Sorrentino’s screenplay doesn’t shy away from the burdens of leadership or the loneliness that can come with it. According to Deadline, the film opens with a dry, almost schoolbook recitation of the president’s duties—a reminder that even the most powerful figures are bound by the machinery of government, their actions subject to the checks and balances of Parliament. Yet, Sorrentino is quick to peel away the layers of formality, revealing a man whose only pleasures are listening to rap music on his earphones and sharing forbidden cigarettes with his personal protection officer, Labaro (Orlando Cinque). His only real confidant, however, is Coco Vulori (Milvia Marigliano), his late wife’s best friend and a sharp-tongued critic who holds the secret to Aurora’s past.
Throughout La Grazia, Sorrentino stages a series of visually arresting set pieces that serve as metaphors for the absurdity and fragility of officialdom. One standout moment, as described by The Guardian, sees DeSantis hosting a rain-soaked reception for the Portuguese president, watching impassively as his guest struggles along a red carpet swept by the wind—a dreamlike image of the vulnerability beneath the pomp of statecraft. In another, DeSantis joins Italy’s Alpini mountain infantry in song at a veterans’ dinner, a rare moment of communal joy amid the film’s pervasive melancholy.
But it’s in the quieter moments that Servillo’s performance truly shines. A wordless scene in which DeSantis waits among ordinary visitors in a prison waiting room, or another where he sifts through his late wife’s clothes, describing what made her beautiful, are testaments to the actor’s ability to convey "fathomless depths of sadness or lenient humour with a single smile," as The Guardian puts it. The supporting cast also impresses: Ferzetti is "terrific as a devoted daughter," while Marigliano’s Coco Vulori provides both comic relief and emotional depth.
La Grazia runs two hours and thirteen minutes, and according to both Deadline and The Guardian, it is a stylish, enigmatic film—one that broods on the Romanità of the capital, the way history is inscribed in its buildings for those who know how to read it. Sorrentino’s use of electro-pop and surreal imagery adds a contemporary edge to the story’s age-old questions about love, loyalty, and the meaning of a life in service to others.
As the film draws to a close, DeSantis must decide not only the fate of those seeking his pardon, but also what kind of legacy he will leave behind.

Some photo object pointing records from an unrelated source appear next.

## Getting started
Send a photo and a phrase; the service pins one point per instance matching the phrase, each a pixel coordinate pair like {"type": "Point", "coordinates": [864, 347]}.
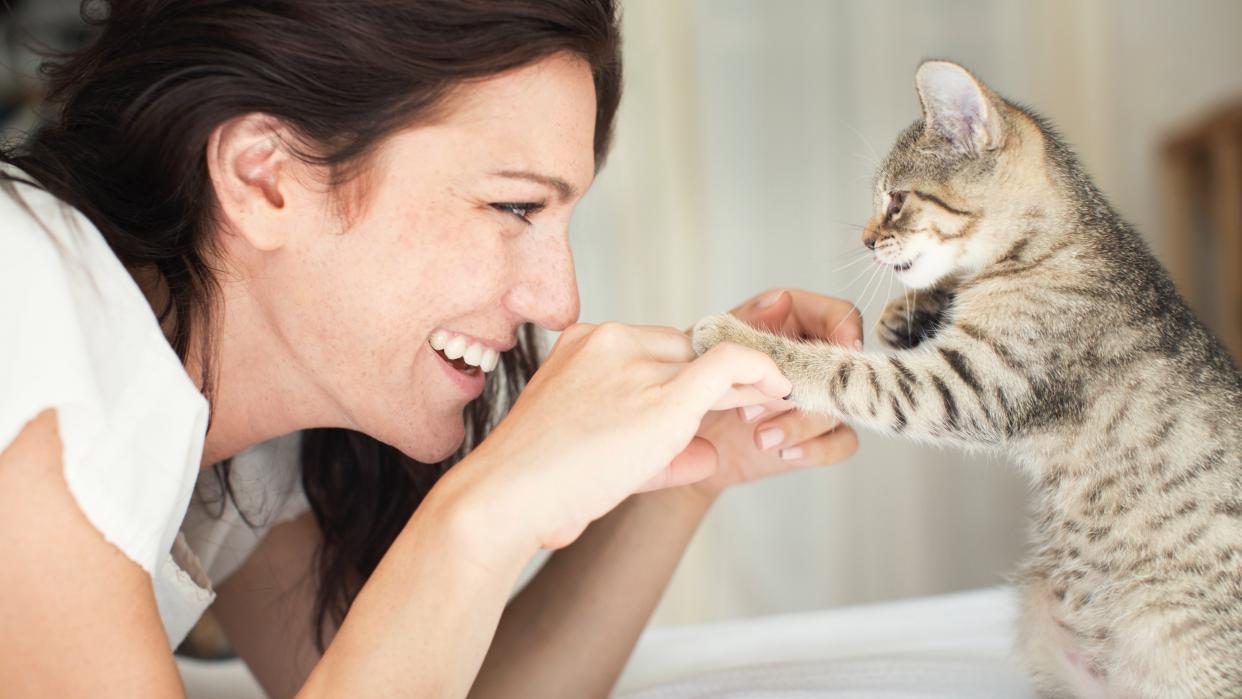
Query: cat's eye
{"type": "Point", "coordinates": [896, 200]}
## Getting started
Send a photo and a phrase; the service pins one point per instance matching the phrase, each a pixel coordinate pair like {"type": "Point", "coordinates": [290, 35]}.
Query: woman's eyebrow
{"type": "Point", "coordinates": [564, 189]}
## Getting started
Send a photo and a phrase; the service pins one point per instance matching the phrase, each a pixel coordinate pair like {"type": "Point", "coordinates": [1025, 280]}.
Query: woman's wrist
{"type": "Point", "coordinates": [478, 524]}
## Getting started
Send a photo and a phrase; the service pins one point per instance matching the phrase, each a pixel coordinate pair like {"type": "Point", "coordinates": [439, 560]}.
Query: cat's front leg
{"type": "Point", "coordinates": [914, 318]}
{"type": "Point", "coordinates": [961, 390]}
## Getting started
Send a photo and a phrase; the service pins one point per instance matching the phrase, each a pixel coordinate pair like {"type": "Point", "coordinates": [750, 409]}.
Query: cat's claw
{"type": "Point", "coordinates": [716, 329]}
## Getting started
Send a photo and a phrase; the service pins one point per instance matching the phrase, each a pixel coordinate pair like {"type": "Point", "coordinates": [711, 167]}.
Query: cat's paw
{"type": "Point", "coordinates": [908, 324]}
{"type": "Point", "coordinates": [723, 328]}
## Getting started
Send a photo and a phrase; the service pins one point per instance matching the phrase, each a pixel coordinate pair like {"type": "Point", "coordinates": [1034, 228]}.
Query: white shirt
{"type": "Point", "coordinates": [78, 337]}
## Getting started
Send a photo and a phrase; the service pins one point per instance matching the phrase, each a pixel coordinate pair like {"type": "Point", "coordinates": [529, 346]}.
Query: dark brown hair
{"type": "Point", "coordinates": [127, 145]}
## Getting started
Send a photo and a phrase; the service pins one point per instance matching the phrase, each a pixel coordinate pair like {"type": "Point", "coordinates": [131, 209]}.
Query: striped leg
{"type": "Point", "coordinates": [961, 387]}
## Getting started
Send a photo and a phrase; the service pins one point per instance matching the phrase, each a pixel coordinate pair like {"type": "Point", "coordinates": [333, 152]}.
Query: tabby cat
{"type": "Point", "coordinates": [1043, 327]}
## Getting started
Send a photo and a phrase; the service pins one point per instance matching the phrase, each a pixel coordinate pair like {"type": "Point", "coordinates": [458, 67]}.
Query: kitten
{"type": "Point", "coordinates": [1045, 327]}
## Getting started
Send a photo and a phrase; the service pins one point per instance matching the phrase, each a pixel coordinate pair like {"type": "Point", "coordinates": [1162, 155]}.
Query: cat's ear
{"type": "Point", "coordinates": [959, 107]}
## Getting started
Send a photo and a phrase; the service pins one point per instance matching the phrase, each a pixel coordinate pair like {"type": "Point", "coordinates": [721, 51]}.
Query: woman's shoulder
{"type": "Point", "coordinates": [81, 339]}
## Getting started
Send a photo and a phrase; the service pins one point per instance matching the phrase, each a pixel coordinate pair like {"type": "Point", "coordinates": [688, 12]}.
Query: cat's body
{"type": "Point", "coordinates": [1047, 329]}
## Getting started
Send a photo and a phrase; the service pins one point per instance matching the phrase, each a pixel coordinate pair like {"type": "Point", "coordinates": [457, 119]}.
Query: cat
{"type": "Point", "coordinates": [1043, 327]}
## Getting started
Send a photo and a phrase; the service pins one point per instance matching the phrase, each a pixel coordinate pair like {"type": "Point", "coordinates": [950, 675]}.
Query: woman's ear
{"type": "Point", "coordinates": [250, 169]}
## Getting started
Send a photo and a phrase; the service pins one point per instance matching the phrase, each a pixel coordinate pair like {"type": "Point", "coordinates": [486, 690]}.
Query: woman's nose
{"type": "Point", "coordinates": [545, 289]}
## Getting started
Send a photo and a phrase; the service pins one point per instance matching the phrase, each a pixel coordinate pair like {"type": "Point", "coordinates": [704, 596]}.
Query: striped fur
{"type": "Point", "coordinates": [1047, 330]}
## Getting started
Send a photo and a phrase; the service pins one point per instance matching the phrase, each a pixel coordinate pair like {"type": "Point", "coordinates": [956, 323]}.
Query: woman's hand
{"type": "Point", "coordinates": [770, 438]}
{"type": "Point", "coordinates": [612, 411]}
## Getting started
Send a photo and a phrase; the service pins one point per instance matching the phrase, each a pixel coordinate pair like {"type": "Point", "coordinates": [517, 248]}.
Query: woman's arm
{"type": "Point", "coordinates": [571, 630]}
{"type": "Point", "coordinates": [77, 617]}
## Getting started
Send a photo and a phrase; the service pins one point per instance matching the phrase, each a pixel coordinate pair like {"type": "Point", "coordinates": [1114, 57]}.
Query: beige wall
{"type": "Point", "coordinates": [744, 150]}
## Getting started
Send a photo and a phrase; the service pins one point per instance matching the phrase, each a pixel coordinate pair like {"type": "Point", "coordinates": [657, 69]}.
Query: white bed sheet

The movie, Sorrentino has said, is really about love—love for family, for country, and for the ideals that once made leaders worthy of admiration. In a time when political division and cynicism seem to rule the day, La Grazia offers a wistful, contemplative vision of dignity and hope. Servillo’s performance, understated yet deeply moving, has already sparked talk of a long-overdue Oscar nomination.
It’s rare for a film about politics to feel so personal, or for a story of grief and regret to leave viewers with a sense of possibility. Yet Sorrentino, with his trademark blend of melancholy and wit, manages to do just that. La Grazia stands as a reminder that even in the twilight of a life—or a career—there is still room for grace, wisdom, and the quiet, stubborn hope that things can be better.